Carving history

Dr. Ruth Lambert speaks at the Ignacio Community Library.
Damon Toledo | The Southern Ute Drum

Last week the Ignacio Community Library continued to focus on its program titled “Latino Americans: 500 Years of History” – a historical series spotlighting on the chronicles of the early Hispano locals who settled around the community many years ago. Hosting the discussion was Dr. Ruth Lambert who serves as Director of the San Juan Mountains Association Cultural Program. The series is the fourth program funded by the National Endowment for the Humanities (NEH) and American Library Association (ALA). Lambert spoke at the library on Saturday, Feb. 20 and focused the history lesson around the Hispano’s migration throughout Southwest Colorado, which they documented by etching arborglyphs into aspen trees.
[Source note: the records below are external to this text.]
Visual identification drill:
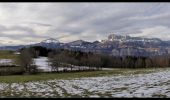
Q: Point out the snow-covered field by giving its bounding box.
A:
[0,59,13,65]
[0,69,170,98]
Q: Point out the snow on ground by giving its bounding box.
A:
[0,69,170,98]
[34,57,51,72]
[0,59,13,65]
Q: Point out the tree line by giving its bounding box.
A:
[18,46,170,73]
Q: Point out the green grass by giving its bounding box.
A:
[0,68,167,83]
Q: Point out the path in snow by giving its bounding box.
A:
[0,69,170,97]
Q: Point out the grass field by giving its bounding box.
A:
[0,68,170,98]
[0,68,166,83]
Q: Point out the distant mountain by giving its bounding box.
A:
[0,34,170,56]
[41,38,60,44]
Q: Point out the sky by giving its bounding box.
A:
[0,2,170,46]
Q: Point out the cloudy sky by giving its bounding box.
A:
[0,3,170,45]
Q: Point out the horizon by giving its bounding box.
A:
[0,3,170,46]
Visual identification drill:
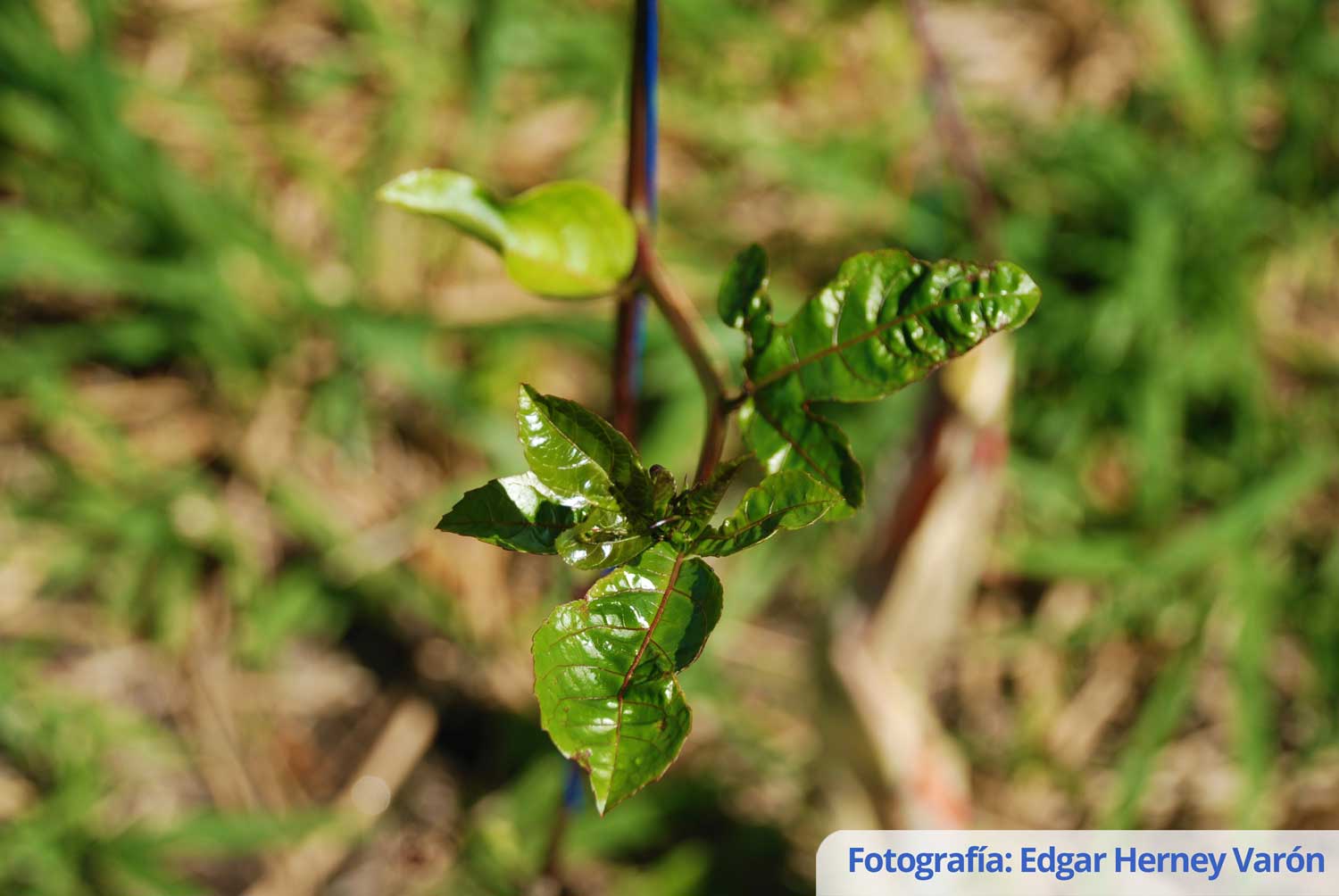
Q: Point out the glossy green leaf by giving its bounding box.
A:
[517,386,653,521]
[437,473,578,553]
[741,251,1042,508]
[379,169,637,299]
[533,543,720,813]
[671,454,752,545]
[557,508,653,569]
[651,463,675,519]
[693,470,843,557]
[739,379,865,519]
[717,244,771,343]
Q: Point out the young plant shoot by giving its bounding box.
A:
[380,170,1041,813]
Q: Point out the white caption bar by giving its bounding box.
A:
[819,830,1339,896]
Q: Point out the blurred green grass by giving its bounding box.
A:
[0,0,1339,896]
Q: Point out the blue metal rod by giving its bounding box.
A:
[613,0,661,441]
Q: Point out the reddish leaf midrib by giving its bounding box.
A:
[618,553,685,696]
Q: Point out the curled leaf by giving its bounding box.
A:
[717,244,771,343]
[693,470,841,557]
[742,251,1042,508]
[378,169,637,299]
[557,509,653,569]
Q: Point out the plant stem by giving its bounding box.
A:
[637,232,738,482]
[613,0,659,442]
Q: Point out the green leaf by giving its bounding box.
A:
[741,249,1042,508]
[693,470,841,557]
[517,386,653,521]
[651,463,675,519]
[717,244,771,343]
[739,379,865,519]
[437,473,578,553]
[672,454,752,543]
[533,543,720,813]
[557,508,653,569]
[378,169,637,299]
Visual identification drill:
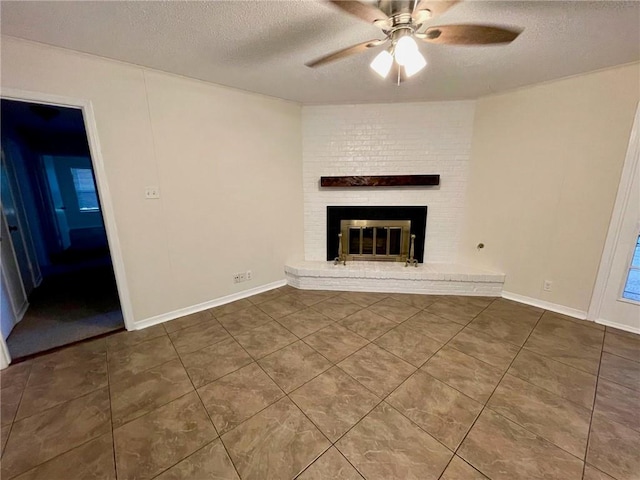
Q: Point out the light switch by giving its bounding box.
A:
[144,186,160,200]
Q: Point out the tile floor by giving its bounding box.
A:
[0,287,640,480]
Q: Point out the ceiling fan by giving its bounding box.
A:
[306,0,522,85]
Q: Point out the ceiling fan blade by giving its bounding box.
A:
[413,0,460,18]
[329,0,389,23]
[419,25,522,45]
[305,40,385,68]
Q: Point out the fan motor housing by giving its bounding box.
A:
[378,0,418,17]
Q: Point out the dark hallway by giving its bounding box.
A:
[1,99,124,360]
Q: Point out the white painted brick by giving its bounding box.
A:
[302,101,475,263]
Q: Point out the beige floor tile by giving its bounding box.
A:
[247,288,285,305]
[336,402,453,480]
[258,295,307,320]
[180,338,253,388]
[587,413,640,480]
[487,374,591,458]
[509,349,597,408]
[258,341,331,393]
[278,308,333,338]
[485,298,544,324]
[604,332,640,362]
[440,455,489,480]
[374,325,442,367]
[297,447,363,480]
[582,465,616,480]
[169,320,229,355]
[605,327,640,340]
[600,352,640,390]
[340,292,389,308]
[469,309,538,347]
[391,293,440,310]
[304,324,369,363]
[210,298,253,320]
[16,353,108,419]
[457,409,583,480]
[440,295,500,308]
[109,360,193,428]
[163,310,215,333]
[312,296,362,320]
[155,439,240,480]
[235,321,298,360]
[108,335,178,382]
[594,378,640,432]
[15,432,116,480]
[369,298,420,323]
[289,367,380,442]
[533,312,604,350]
[338,344,416,398]
[448,328,520,371]
[217,306,272,335]
[387,371,482,450]
[106,325,167,351]
[426,298,485,325]
[524,327,601,375]
[402,311,464,344]
[289,290,338,307]
[113,392,217,480]
[421,347,502,403]
[339,309,397,340]
[2,388,111,478]
[222,398,331,480]
[198,363,284,434]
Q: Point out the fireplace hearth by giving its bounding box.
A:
[327,206,427,263]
Hispano and Basque sheepherders carved the arborglyphs more than a century ago, with some dating to more recent decades. The sheepherders who carved most of the arborglyphs hailed from settlements and towns along the San Juan River, according to Lambert.

“Most carvings go back several decades to a half century, when sheep herding was still the lifeblood for some in the region. That way of life, for the most part, has disappeared with the advent of roads and truck transportation for livestock.”

It was common for most of these etchings to feature animals and phrases, notably the carver’s own name, time of date, and where they are from.

After the establishment of the Tierra Amarilla Land Grant in 1832, populations extended throughout the San Juan Basin, San Luis Valley, and Pagosa Springs area. However, conflicts between the local Native American tribes were not uncommon.

“History was a violent time,” Ruth stated. “The settlers, along with the Navajo, Comanche, and Apaches, were at extreme tensions.”

During the 1800’s, there was heavy demand in the sheep industry for use of food and household goods. During the Civil War, the demand for wool increased in order to provide thicker uniforms for soldiers. As a result, fewer sheep were butchered, and the size of flocks increased to accommodate the requests for fleece. This resulted in seasonal migration to become a standard practice for the herders in the surrounding area.

The closest arborglyphs can be found in Moonlick Park along the trails of the San Juan National Forest.